Le projet de Marseille-Provence 2013, Capitale européenne de la culture, est euroméditerranéen. C’est pourquoi des artistes ont été sollicités pour présenter leurs visions des liens de l’Europe et de la Méditerranée.
Josef Koudelka est né en Tchécoslovaquie. Cet Européen d’un pays sans mer s’est engagé de 1991 à 2012 dans un long et patient périple qui l’a conduit dans les dix-neuf pays du pourtour méditerranéen et plus de deux cents sites archéologiques de l’histoire grecque et romaine.
Cette exploration est sans précédent. Personne, avant lui, n’avait tenté, avec une telle opiniâtreté, sans aide matérielle, une représentation aussi complète des vestiges d’une grande histoire par
les moyens de l’art photographique.
Au XIXe siècle, les peintres romantiques aimaient les ruines. Ils en faisaient des tableaux à la gloire de la mélancolie.
Josef Koudelka fait aussi des tableaux de ruines. Mais il n’est pas romantique et ne cultive pas la mélancolie comme ferment de son art. Les traces ne sont pas pour lui des restes émouvants de ce qui meurt.
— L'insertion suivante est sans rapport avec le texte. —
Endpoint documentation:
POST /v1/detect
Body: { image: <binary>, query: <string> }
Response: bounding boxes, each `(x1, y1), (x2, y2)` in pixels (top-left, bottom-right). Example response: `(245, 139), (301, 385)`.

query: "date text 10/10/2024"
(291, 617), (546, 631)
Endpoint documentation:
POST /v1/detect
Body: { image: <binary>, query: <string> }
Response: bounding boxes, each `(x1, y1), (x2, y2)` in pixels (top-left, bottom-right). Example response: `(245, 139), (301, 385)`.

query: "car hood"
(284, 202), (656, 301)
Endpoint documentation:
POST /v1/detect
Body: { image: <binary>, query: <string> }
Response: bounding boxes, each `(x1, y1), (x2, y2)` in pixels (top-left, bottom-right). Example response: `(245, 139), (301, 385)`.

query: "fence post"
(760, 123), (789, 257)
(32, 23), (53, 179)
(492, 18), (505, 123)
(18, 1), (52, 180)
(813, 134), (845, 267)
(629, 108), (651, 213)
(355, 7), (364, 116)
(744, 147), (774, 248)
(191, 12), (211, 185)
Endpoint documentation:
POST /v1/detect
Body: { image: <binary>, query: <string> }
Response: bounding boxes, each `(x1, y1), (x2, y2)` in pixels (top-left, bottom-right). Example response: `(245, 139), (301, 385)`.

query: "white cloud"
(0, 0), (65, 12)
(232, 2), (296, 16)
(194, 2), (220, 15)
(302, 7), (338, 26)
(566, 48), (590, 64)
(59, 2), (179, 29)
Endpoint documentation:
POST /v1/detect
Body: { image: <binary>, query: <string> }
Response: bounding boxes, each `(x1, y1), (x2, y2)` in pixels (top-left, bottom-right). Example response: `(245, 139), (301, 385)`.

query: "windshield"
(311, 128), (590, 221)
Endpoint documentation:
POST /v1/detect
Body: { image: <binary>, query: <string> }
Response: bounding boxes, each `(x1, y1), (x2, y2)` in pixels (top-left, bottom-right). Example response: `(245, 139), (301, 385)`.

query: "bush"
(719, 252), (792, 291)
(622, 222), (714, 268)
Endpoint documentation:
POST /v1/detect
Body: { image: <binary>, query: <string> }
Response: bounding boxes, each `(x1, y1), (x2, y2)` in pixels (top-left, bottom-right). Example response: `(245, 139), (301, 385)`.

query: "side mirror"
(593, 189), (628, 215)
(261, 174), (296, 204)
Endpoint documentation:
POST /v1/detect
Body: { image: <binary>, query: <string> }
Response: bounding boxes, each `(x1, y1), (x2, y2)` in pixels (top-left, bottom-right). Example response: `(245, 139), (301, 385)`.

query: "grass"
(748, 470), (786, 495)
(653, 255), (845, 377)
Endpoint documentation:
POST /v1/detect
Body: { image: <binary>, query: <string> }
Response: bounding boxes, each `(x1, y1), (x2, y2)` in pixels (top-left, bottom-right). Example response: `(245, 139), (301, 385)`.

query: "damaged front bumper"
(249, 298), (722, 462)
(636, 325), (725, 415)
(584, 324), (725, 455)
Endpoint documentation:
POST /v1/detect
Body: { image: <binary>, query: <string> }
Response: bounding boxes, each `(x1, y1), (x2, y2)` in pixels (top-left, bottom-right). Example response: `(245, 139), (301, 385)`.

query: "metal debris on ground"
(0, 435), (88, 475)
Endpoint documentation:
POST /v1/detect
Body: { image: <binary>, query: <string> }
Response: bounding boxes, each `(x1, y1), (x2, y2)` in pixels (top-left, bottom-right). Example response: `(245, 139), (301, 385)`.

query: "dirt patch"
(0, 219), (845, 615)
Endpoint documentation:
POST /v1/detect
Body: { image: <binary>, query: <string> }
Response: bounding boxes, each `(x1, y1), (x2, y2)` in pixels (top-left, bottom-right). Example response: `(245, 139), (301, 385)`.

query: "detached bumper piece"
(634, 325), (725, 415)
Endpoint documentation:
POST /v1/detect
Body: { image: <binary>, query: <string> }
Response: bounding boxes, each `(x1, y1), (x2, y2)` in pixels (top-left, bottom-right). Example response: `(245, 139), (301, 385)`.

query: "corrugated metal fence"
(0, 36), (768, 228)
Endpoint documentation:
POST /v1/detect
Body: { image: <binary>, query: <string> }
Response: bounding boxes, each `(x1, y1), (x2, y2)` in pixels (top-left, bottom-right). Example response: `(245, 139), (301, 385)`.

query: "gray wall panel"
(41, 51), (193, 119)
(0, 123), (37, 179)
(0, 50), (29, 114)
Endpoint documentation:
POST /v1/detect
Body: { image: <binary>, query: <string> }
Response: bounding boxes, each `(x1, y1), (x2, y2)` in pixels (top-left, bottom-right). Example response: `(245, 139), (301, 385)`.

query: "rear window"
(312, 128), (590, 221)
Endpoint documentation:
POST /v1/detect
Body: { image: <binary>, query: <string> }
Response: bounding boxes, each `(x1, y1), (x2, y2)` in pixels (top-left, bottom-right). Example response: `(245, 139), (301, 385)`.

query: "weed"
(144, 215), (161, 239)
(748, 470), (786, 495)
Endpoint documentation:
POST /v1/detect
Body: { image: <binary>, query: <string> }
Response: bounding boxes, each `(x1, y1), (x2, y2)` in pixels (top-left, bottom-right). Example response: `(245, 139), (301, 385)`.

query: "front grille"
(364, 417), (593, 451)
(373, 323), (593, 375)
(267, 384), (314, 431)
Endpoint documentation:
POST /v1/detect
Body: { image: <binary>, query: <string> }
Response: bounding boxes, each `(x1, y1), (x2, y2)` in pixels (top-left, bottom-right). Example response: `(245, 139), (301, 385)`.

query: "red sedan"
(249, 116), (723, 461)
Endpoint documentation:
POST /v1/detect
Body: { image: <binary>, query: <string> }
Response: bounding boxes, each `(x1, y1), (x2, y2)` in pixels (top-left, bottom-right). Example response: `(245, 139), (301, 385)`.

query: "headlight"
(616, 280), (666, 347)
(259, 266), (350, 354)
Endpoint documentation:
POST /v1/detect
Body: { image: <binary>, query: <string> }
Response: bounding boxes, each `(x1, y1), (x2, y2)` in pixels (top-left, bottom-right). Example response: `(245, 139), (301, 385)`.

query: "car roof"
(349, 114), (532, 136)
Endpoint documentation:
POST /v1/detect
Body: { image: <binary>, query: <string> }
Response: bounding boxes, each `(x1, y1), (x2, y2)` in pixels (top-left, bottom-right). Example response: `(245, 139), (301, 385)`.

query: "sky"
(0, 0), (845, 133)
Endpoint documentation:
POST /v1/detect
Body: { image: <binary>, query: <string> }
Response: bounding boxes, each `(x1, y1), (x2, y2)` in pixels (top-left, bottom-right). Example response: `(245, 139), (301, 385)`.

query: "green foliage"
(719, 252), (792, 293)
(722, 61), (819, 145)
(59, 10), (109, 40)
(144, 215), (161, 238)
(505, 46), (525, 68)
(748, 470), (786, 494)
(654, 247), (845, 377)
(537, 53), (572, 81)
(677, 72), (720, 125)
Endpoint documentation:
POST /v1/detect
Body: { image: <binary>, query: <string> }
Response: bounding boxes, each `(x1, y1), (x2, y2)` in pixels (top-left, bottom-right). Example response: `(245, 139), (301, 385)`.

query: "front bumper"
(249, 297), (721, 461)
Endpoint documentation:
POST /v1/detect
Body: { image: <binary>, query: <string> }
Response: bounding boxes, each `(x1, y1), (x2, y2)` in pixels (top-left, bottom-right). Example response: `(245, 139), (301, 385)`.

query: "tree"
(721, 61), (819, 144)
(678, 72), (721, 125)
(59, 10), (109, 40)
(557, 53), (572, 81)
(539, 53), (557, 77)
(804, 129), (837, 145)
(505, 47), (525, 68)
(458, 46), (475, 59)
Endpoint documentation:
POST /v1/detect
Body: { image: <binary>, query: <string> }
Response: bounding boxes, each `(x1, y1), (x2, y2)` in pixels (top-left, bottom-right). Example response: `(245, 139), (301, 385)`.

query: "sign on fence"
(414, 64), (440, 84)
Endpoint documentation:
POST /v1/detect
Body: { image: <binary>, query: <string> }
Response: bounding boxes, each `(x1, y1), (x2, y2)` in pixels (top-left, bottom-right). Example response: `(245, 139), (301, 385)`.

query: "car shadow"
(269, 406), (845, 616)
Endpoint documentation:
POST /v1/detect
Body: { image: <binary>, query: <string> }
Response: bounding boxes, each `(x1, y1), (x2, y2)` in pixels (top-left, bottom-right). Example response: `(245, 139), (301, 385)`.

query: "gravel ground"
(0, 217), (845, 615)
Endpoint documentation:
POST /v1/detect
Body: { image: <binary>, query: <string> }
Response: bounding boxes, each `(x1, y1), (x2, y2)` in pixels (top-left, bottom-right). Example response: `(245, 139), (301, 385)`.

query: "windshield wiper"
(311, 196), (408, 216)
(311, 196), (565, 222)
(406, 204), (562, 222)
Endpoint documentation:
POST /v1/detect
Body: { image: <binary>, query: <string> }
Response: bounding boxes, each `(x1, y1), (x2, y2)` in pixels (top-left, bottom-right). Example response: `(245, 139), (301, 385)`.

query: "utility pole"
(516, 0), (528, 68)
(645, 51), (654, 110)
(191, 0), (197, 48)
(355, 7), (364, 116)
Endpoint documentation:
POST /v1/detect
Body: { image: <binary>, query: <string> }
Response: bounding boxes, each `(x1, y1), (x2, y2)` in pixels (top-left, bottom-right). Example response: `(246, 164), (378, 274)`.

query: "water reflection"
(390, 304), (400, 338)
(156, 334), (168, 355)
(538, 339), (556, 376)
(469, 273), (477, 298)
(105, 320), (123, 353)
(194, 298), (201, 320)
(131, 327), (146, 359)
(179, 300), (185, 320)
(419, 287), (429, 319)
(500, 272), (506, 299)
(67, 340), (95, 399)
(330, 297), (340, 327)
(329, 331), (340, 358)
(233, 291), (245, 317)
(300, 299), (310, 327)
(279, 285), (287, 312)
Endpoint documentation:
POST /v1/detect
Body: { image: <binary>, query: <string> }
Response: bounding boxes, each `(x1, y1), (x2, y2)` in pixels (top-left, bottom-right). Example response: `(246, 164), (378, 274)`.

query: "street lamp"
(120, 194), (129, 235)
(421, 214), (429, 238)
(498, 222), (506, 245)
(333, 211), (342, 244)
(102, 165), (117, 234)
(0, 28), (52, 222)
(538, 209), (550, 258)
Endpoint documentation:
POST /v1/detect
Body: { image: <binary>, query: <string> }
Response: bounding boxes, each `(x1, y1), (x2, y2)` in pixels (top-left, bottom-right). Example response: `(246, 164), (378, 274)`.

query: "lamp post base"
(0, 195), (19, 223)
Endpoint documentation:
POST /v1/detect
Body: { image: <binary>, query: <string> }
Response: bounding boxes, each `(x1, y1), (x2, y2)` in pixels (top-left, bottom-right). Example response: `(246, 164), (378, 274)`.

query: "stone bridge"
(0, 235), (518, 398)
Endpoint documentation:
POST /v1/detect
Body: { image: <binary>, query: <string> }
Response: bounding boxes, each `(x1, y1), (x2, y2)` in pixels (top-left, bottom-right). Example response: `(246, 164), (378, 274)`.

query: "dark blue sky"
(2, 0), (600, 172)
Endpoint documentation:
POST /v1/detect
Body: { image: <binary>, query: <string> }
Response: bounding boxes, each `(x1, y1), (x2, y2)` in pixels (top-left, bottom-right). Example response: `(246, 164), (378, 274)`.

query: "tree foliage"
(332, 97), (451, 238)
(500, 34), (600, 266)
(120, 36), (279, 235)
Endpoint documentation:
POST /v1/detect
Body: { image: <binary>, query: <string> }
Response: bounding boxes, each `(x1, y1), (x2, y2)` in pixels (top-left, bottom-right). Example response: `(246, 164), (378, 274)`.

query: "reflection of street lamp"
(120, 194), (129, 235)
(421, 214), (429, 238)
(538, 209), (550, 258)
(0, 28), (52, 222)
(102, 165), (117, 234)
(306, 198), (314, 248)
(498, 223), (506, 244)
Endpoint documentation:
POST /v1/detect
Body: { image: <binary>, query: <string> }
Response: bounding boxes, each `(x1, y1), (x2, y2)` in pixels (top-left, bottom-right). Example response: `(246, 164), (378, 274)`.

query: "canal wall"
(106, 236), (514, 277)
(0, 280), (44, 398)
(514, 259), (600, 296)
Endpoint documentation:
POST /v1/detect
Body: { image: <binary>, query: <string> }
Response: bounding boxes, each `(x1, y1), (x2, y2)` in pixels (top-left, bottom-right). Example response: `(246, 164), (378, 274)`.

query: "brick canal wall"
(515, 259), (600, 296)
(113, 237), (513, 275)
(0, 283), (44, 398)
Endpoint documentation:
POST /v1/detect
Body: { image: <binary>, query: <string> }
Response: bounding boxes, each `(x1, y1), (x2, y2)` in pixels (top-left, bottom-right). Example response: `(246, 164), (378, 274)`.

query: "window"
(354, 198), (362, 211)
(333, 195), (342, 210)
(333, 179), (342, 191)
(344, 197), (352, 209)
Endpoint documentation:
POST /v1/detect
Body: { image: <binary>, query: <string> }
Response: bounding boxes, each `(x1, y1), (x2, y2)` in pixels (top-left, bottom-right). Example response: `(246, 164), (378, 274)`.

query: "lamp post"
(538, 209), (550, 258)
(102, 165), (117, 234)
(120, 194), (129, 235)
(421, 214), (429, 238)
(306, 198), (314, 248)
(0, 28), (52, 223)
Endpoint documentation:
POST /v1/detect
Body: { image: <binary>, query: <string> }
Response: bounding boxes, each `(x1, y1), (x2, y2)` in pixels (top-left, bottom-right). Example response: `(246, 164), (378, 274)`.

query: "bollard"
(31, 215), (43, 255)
Elles sont les signes d’une actualité dont l’art doit restituer le sens dans notre présent : ici, sur les bords de la mer commune, c’est l’actualité de la naissance de l’Europe et de ses valeurs fondatrices.
Cette œuvre s’inscrit dans une lignée. Koudelka poursuit le chemin qu’il a parcouru dans Exils,
La mission photographique de la Datar, La mission Transmanche, Chaos. C’est le chemin des paysages où risquent de s’effacer la grandeur et la peine de l’action des hommes. Depuis les ruines industrielles du nord de la France jusqu’aux colonnes des forums et des temples, il ne s’agit pas pour lui de documenter une histoire qui n’en a nul besoin. Il s’agit de se réapproprier, par les moyens de la représentation artistique, les significations d’un monde qui nous échappe
et que nous pourrions perdre, ce monde où l’esprit fait dialoguer la raison et la foi, la liberté et
la loi. Ce monde, dont selon Jacques Berque, « nous portons en nous les décombres amoncelés et l’inlassable espérance ». Transfigurer les décombres en espérances, telle est l’ambition accomplie de Josef Koudelka au travers du voyage exceptionnel dont les étapes sont exposées ici.